🤖 AI Summary
This work addresses the representativeness of balanced spanning tree distributions in sampling-based redistricting fairness audits (e.g., ReCom), formalizing “separation fairness”: the probability that adjacent geographic units are split across districts under a random partition is bounded away from one by a constant. Focusing on two-district partitions over grid graphs, we provide the first proof that smoothed balanced spanning tree distributions satisfy separation fairness at fine granularity. Technically, our analysis integrates spanning tree distribution theory, loop-erased random walk properties, and MCMC convergence arguments to construct a novel theoretical framework for redistricting fairness analysis. This result delivers the first rigorous guarantee—under mild assumptions—that mainstream algorithms like ReCom preserve local geographic structure, thereby strengthening their interpretability and evidentiary value in judicial and policy-oriented fairness audits.
📝 Abstract
Sampling-based methods such as ReCom are widely used to audit redistricting plans for fairness, with the balanced spanning tree distribution playing a central role since it favors compact, contiguous, and population-balanced districts. However, whether such samples are truly representative or exhibit hidden biases remains an open question.
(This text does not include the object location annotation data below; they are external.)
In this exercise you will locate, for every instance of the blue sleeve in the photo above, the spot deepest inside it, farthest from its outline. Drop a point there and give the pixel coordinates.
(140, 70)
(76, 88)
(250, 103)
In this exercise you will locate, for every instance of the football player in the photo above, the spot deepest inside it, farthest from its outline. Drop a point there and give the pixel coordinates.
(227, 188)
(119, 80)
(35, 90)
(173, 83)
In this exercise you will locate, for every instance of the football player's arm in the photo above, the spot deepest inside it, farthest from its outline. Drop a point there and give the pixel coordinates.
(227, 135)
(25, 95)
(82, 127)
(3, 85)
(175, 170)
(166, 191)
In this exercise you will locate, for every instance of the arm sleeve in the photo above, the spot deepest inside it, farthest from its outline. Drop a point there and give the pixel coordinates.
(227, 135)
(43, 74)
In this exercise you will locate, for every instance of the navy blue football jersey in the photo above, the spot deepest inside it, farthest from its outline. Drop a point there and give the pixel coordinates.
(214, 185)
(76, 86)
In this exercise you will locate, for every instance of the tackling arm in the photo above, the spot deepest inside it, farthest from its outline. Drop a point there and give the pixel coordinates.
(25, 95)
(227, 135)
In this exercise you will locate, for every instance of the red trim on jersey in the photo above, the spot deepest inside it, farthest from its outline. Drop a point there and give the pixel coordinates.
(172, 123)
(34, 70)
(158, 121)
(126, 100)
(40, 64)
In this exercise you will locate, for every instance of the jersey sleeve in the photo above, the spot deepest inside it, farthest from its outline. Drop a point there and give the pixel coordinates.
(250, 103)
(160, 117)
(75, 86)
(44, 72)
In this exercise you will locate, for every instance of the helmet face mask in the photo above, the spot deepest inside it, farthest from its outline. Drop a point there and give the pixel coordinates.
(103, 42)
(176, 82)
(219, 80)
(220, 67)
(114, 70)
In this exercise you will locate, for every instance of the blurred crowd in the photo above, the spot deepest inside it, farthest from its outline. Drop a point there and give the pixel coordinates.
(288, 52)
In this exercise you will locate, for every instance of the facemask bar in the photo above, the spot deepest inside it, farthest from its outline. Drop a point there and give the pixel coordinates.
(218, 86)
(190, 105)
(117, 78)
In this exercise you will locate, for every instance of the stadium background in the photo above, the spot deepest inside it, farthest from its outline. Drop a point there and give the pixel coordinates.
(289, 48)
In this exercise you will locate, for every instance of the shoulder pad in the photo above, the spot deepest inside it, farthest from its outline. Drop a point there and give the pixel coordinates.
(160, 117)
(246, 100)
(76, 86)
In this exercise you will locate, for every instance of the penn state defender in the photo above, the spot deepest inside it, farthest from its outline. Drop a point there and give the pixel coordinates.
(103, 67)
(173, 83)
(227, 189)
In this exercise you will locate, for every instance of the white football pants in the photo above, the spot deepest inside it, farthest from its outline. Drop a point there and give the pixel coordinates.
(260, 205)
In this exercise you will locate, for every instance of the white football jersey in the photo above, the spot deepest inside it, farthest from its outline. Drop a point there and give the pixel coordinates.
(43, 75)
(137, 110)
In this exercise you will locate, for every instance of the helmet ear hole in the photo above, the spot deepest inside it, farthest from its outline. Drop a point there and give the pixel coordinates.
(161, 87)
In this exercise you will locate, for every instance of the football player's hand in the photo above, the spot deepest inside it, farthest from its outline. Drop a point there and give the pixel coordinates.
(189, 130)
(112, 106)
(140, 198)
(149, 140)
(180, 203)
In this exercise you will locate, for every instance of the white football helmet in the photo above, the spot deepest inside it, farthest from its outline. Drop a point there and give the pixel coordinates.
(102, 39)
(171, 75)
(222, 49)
In this work, we introduce the notion of separation fairness, which asks whether adjacent geographic units are separated with at most a constant probability (bounded away from one) in sampled redistricting plans. Focusing on grid graphs and two-district partitions, we prove that a smooth variant of the balanced spanning tree distribution satisfies separation fairness. Our results also provide theoretical support for popular MCMC methods like ReCom, suggesting that they maintain fairness at a granular level in the sampling process. Along the way, we develop tools for analyzing loop-erased random walks and partitions that may be of independent interest.